We’re told these are the worst of times. Homes are being repossessed every day; we live in dread of what might happen next. Will we have a job next year or even next week? Will we lose all of our retirement savings? Will consumer confidence ever lift its head again and roar us into spending a little money to help stir the economy?
Is it a recession or a full-blown depression? It’s been said that a recession is when other people are losing their jobs, homes and savings, and a depression is when it’s happening to you.
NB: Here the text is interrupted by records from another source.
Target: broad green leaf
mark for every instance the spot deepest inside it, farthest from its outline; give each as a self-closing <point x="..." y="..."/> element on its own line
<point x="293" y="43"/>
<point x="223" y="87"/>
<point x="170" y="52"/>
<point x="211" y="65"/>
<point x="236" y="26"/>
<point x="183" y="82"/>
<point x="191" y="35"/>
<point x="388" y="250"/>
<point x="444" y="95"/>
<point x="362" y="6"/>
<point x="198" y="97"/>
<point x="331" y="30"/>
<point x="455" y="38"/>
Regardless of what we call it, tomorrow will be Thanksgiving, and most all of us still have much for which to be thankful.
By the time my paternal grandmother and my mom were my age, they both were using wheelchairs because their independent mobility had been seriously compromised by rheumatoid arthritis. Every day I can get up out of bed and get to the bathroom on my own is a great day, and I am profoundly grateful. There are so many others who have it much worse.
We’ve always had it good compared to previous generations who lived through the Great Depression and two world wars.
Look at the advances in medicine alone compared to that of our grandparents — not to mention our technology and modern conveniences, like running water and climate-controlled homes and places of employment.
If there’s food on your table and friends and family with which to share, you have much for which to be thankful.
In the Midwest, we are well-versed in something called “making do.” Who but strong-spirited Midwesterners consider it a personal challenge to make it unscathed through bone-chilling winds and blinding snow in the winter and record-breaking high temperatures with no rain for months on end during the summer?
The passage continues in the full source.